Y no solo. Moore siempre chocó con sus empleadores. Acumuló peleas, marchas adelantadas y acabó todo lo lejos posible de Marvel y DC Comics. “Son como el Infierno de Dante, mientras que la escena independiente se parece a 1984. Estoy cansado de la industria del cómic. Ya se han llevado demasiado de mi tiempo. He repudiado el 80% de mi trabajo en los tebeos, ya que no me permiten ser su dueño. Me han alienado completamente. No conservo copias en casa, y no volveré a leer esas obras”, aclara. Porque su lista de disputas es casi tan larga como su currículo: Moore siempre discrepó de las adaptaciones fílmicas y de la explotación masiva. Donde él abanderaba riesgo y complejidad, le proponían “parques temáticos”, por citar una e presión que utilizó antes que Martin Scorsese para referirse al cine de superhéroes. Hoy lo considera “una plaga”. Pero fue privado de la última palabra sobre sus criaturas. Ni tampoco vio nunca los beneficios que generaron. “A menudo me ha resultado imposible mantener la libertad de mis creaciones. Y me he encontrado a mucha gente que ha intentado aprovecharse de mi talento. Volvería a tomar todas mis decisiones morales, pese a su coste. No tengo remordimientos. El único, a veces, es el mismo hecho de que me dedicara a los cómics”, añade Moore. A los lectores, en cambio, les parece una decisión más que acertada.
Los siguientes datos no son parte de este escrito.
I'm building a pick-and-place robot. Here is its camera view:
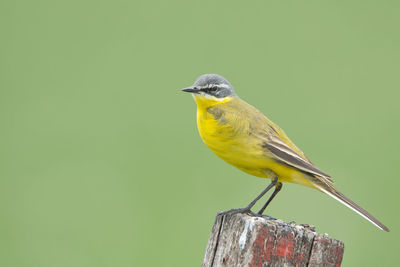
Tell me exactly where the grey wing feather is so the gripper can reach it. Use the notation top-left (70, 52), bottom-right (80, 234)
top-left (264, 136), bottom-right (333, 183)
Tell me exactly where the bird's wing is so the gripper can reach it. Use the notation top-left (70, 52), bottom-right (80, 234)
top-left (263, 135), bottom-right (333, 183)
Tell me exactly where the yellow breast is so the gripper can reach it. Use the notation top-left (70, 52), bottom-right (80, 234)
top-left (195, 95), bottom-right (309, 188)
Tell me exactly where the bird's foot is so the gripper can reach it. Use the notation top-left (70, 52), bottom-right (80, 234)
top-left (218, 207), bottom-right (256, 216)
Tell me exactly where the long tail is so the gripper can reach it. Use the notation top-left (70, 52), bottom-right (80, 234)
top-left (315, 185), bottom-right (389, 232)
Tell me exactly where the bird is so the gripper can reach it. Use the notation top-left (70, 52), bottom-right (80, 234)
top-left (182, 74), bottom-right (389, 232)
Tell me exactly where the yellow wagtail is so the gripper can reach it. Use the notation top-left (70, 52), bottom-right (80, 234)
top-left (182, 74), bottom-right (389, 232)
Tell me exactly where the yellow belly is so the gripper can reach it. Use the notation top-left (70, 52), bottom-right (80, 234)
top-left (197, 109), bottom-right (312, 187)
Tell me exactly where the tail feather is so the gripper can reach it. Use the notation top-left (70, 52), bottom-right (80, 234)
top-left (317, 186), bottom-right (389, 232)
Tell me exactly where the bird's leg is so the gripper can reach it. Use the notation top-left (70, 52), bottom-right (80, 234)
top-left (257, 182), bottom-right (282, 215)
top-left (218, 176), bottom-right (278, 215)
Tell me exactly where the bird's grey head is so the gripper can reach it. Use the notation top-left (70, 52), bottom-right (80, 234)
top-left (182, 74), bottom-right (236, 98)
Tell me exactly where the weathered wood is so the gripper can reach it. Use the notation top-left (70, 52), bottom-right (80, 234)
top-left (202, 213), bottom-right (344, 267)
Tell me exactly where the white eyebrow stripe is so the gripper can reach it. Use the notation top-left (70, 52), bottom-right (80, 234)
top-left (196, 83), bottom-right (229, 90)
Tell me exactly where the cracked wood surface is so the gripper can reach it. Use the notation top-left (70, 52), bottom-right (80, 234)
top-left (202, 213), bottom-right (344, 267)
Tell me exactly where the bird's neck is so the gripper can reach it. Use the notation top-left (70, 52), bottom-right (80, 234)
top-left (193, 94), bottom-right (234, 108)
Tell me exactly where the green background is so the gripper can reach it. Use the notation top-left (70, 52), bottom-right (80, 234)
top-left (0, 0), bottom-right (400, 267)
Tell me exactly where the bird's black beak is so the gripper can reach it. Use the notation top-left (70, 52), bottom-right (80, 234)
top-left (182, 86), bottom-right (200, 94)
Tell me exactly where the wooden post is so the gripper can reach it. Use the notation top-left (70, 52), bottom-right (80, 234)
top-left (202, 213), bottom-right (344, 267)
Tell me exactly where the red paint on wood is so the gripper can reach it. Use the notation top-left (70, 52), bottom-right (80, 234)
top-left (274, 234), bottom-right (294, 259)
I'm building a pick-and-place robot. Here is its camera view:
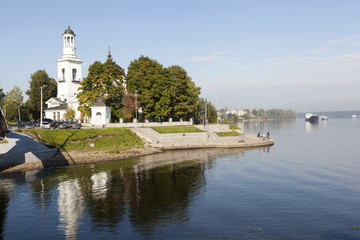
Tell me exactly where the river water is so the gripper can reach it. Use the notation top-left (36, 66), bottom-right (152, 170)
top-left (0, 119), bottom-right (360, 240)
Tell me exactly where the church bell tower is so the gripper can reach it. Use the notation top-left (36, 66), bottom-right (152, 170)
top-left (57, 26), bottom-right (83, 101)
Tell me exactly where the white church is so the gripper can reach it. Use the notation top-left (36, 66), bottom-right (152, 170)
top-left (45, 26), bottom-right (83, 121)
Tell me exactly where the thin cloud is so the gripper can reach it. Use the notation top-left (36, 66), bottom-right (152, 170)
top-left (327, 37), bottom-right (358, 45)
top-left (212, 50), bottom-right (236, 56)
top-left (186, 56), bottom-right (217, 62)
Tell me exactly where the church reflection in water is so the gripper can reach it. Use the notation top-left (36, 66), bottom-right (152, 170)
top-left (0, 149), bottom-right (248, 239)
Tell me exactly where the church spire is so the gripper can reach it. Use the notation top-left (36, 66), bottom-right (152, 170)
top-left (108, 46), bottom-right (112, 59)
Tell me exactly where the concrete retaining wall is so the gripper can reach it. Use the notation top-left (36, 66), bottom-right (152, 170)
top-left (82, 121), bottom-right (193, 128)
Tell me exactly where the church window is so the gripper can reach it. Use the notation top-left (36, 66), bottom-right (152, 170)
top-left (73, 68), bottom-right (76, 81)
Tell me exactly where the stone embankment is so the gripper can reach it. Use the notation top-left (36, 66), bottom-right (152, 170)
top-left (132, 124), bottom-right (274, 149)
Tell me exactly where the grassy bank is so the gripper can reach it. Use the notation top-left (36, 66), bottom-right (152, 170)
top-left (215, 131), bottom-right (243, 137)
top-left (229, 124), bottom-right (241, 130)
top-left (152, 126), bottom-right (205, 133)
top-left (23, 128), bottom-right (144, 153)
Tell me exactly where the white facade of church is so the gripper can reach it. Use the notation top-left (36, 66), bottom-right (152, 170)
top-left (45, 26), bottom-right (82, 121)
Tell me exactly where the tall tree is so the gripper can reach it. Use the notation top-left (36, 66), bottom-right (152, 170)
top-left (167, 66), bottom-right (200, 119)
top-left (4, 85), bottom-right (24, 121)
top-left (26, 70), bottom-right (57, 119)
top-left (126, 56), bottom-right (171, 120)
top-left (126, 56), bottom-right (200, 120)
top-left (0, 88), bottom-right (5, 107)
top-left (77, 57), bottom-right (125, 121)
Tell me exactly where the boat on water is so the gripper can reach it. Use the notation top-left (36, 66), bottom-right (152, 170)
top-left (305, 113), bottom-right (319, 123)
top-left (320, 115), bottom-right (328, 120)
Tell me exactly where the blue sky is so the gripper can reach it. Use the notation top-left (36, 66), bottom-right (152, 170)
top-left (0, 0), bottom-right (360, 112)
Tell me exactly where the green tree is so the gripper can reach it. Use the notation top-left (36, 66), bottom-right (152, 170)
top-left (126, 56), bottom-right (171, 119)
top-left (0, 88), bottom-right (6, 107)
top-left (122, 93), bottom-right (140, 119)
top-left (26, 70), bottom-right (57, 119)
top-left (167, 66), bottom-right (200, 119)
top-left (126, 56), bottom-right (200, 120)
top-left (77, 58), bottom-right (125, 119)
top-left (3, 85), bottom-right (24, 121)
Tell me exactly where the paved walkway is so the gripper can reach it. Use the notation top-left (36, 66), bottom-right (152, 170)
top-left (131, 128), bottom-right (274, 149)
top-left (0, 132), bottom-right (57, 166)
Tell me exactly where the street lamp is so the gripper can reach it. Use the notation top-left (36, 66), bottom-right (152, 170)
top-left (40, 85), bottom-right (45, 128)
top-left (135, 90), bottom-right (137, 122)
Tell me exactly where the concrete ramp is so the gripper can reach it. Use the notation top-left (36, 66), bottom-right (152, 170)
top-left (0, 132), bottom-right (57, 167)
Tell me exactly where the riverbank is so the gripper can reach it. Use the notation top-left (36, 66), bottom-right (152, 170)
top-left (1, 147), bottom-right (162, 173)
top-left (0, 125), bottom-right (274, 172)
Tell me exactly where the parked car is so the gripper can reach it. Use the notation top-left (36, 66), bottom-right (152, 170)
top-left (54, 122), bottom-right (67, 129)
top-left (16, 121), bottom-right (24, 126)
top-left (25, 122), bottom-right (35, 129)
top-left (41, 121), bottom-right (51, 129)
top-left (66, 121), bottom-right (82, 129)
top-left (43, 118), bottom-right (55, 128)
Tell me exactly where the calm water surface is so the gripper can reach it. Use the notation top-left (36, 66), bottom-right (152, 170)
top-left (0, 119), bottom-right (360, 239)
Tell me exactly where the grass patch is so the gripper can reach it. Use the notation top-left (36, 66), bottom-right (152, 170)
top-left (215, 131), bottom-right (242, 137)
top-left (229, 124), bottom-right (241, 130)
top-left (152, 126), bottom-right (205, 133)
top-left (23, 128), bottom-right (144, 153)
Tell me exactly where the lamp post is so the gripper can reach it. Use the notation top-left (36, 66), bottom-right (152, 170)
top-left (40, 85), bottom-right (45, 128)
top-left (135, 90), bottom-right (137, 122)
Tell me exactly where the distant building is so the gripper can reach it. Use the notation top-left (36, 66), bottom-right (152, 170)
top-left (45, 26), bottom-right (83, 121)
top-left (230, 109), bottom-right (248, 117)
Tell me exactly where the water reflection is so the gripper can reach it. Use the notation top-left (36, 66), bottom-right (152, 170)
top-left (305, 122), bottom-right (319, 133)
top-left (58, 179), bottom-right (84, 239)
top-left (0, 148), bottom-right (270, 239)
top-left (0, 179), bottom-right (16, 239)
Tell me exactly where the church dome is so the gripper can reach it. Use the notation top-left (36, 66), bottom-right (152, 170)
top-left (64, 26), bottom-right (75, 35)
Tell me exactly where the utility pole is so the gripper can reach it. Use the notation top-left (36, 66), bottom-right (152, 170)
top-left (216, 97), bottom-right (219, 124)
top-left (135, 90), bottom-right (137, 122)
top-left (40, 85), bottom-right (45, 128)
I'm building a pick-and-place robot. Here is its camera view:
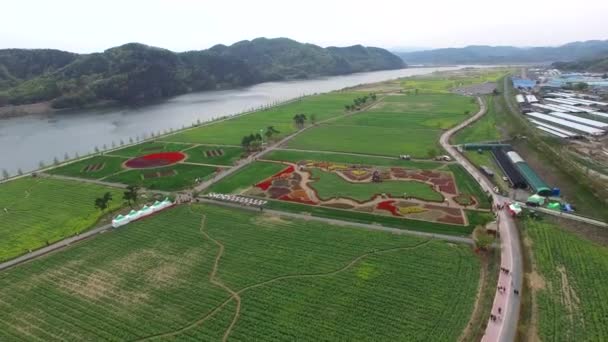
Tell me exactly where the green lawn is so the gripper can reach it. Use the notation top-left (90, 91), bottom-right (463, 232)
top-left (164, 92), bottom-right (360, 145)
top-left (104, 164), bottom-right (217, 191)
top-left (288, 94), bottom-right (477, 158)
top-left (184, 145), bottom-right (244, 166)
top-left (207, 162), bottom-right (287, 194)
top-left (0, 206), bottom-right (480, 341)
top-left (108, 141), bottom-right (193, 157)
top-left (0, 177), bottom-right (122, 260)
top-left (452, 96), bottom-right (500, 144)
top-left (265, 200), bottom-right (494, 236)
top-left (45, 156), bottom-right (127, 179)
top-left (448, 164), bottom-right (492, 209)
top-left (310, 169), bottom-right (443, 202)
top-left (264, 150), bottom-right (444, 170)
top-left (523, 220), bottom-right (608, 341)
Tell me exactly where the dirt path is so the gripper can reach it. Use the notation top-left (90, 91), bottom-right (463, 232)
top-left (137, 210), bottom-right (431, 341)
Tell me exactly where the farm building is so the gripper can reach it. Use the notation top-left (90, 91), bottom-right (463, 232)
top-left (526, 95), bottom-right (538, 103)
top-left (511, 77), bottom-right (536, 88)
top-left (525, 112), bottom-right (606, 136)
top-left (492, 147), bottom-right (528, 189)
top-left (506, 151), bottom-right (551, 196)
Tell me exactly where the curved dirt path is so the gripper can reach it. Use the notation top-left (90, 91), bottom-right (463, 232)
top-left (136, 210), bottom-right (432, 341)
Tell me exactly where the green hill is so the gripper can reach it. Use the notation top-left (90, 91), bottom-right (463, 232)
top-left (0, 38), bottom-right (405, 108)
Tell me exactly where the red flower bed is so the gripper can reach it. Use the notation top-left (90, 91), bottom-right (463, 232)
top-left (125, 152), bottom-right (186, 169)
top-left (437, 215), bottom-right (464, 224)
top-left (376, 200), bottom-right (401, 216)
top-left (255, 165), bottom-right (295, 191)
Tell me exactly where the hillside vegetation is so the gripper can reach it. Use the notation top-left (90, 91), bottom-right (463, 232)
top-left (0, 38), bottom-right (405, 108)
top-left (398, 40), bottom-right (608, 64)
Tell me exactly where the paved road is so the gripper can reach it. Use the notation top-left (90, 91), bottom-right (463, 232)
top-left (0, 224), bottom-right (112, 271)
top-left (198, 198), bottom-right (473, 245)
top-left (440, 98), bottom-right (523, 342)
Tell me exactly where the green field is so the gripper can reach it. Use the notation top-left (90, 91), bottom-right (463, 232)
top-left (207, 162), bottom-right (287, 194)
top-left (448, 164), bottom-right (491, 209)
top-left (288, 94), bottom-right (477, 158)
top-left (164, 92), bottom-right (361, 145)
top-left (264, 150), bottom-right (444, 170)
top-left (401, 68), bottom-right (508, 94)
top-left (452, 96), bottom-right (501, 144)
top-left (184, 145), bottom-right (244, 166)
top-left (265, 200), bottom-right (494, 236)
top-left (108, 141), bottom-right (193, 158)
top-left (45, 156), bottom-right (127, 179)
top-left (523, 220), bottom-right (608, 341)
top-left (0, 178), bottom-right (122, 260)
top-left (104, 164), bottom-right (217, 191)
top-left (0, 206), bottom-right (480, 341)
top-left (310, 169), bottom-right (443, 202)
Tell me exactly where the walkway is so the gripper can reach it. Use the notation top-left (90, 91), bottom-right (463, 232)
top-left (440, 97), bottom-right (523, 342)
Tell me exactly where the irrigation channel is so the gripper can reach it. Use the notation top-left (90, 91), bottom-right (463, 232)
top-left (0, 66), bottom-right (490, 175)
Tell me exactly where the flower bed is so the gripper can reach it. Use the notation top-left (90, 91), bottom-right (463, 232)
top-left (124, 152), bottom-right (186, 169)
top-left (376, 200), bottom-right (401, 216)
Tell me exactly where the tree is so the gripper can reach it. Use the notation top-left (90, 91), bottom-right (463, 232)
top-left (95, 192), bottom-right (112, 212)
top-left (293, 114), bottom-right (306, 129)
top-left (122, 185), bottom-right (139, 206)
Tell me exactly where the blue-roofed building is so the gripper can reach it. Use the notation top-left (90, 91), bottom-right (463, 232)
top-left (511, 78), bottom-right (536, 88)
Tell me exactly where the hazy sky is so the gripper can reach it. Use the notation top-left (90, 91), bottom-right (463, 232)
top-left (0, 0), bottom-right (608, 52)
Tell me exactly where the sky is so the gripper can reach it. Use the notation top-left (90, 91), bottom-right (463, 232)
top-left (0, 0), bottom-right (608, 53)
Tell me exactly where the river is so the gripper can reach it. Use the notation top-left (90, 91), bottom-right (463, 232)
top-left (0, 66), bottom-right (480, 175)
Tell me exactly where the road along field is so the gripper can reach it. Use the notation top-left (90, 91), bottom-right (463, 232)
top-left (288, 94), bottom-right (477, 158)
top-left (0, 206), bottom-right (479, 341)
top-left (0, 177), bottom-right (122, 261)
top-left (522, 220), bottom-right (608, 341)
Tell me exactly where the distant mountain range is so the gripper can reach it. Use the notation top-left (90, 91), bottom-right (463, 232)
top-left (396, 40), bottom-right (608, 65)
top-left (0, 38), bottom-right (406, 108)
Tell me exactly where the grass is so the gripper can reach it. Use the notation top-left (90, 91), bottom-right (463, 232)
top-left (108, 141), bottom-right (192, 158)
top-left (310, 169), bottom-right (443, 202)
top-left (45, 156), bottom-right (127, 179)
top-left (265, 200), bottom-right (494, 236)
top-left (264, 150), bottom-right (443, 170)
top-left (448, 164), bottom-right (491, 209)
top-left (452, 96), bottom-right (501, 144)
top-left (0, 178), bottom-right (122, 261)
top-left (0, 206), bottom-right (479, 341)
top-left (288, 94), bottom-right (477, 158)
top-left (184, 146), bottom-right (244, 166)
top-left (207, 162), bottom-right (286, 194)
top-left (523, 220), bottom-right (608, 341)
top-left (164, 92), bottom-right (360, 145)
top-left (104, 164), bottom-right (217, 191)
top-left (401, 68), bottom-right (508, 94)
La fe en el lector… y el Brexit
“La buena escritura es la que empuja al lector a un compromiso activo. El arte realmente efectivo exige que el público haga al menos la mitad del trabajo”, sostiene Alan Moore. Su obra es un claro ejemplo de ello. Ambiciosa, arriesgada, críptica, pero adorada. El autor demuestra una fe robusta en sus seguidores, pero mucho menos en la industria: “El individuo medio es capaz de afrontar una narrativa compleja, pero a menudo no es lo que se le ofrece. En la cultura popular, primero, se decide que el público está compuesto sobre todo de simplones que no apreciarían nada inteligente. Entonces, se producen obras de ese estilo, asumiendo que es lo que la masa quiere. Este proceso, prolongado durante décadas, genera una audiencia que difícilmente podrá reconocer un material inteligente, si es que lo ve”.
Eso sí, Alan Moore no quiere a todos los lectores por igual. Hay una excepción explícita: “El referendum del Brexit fue un coup desde arriba. Varias generaciones tendrán que asumir sus consecuencias. Sería preferible que la gente que votó a favor evite tanto mis obras como mi persona. Prometo mostrarle la misma consideración”.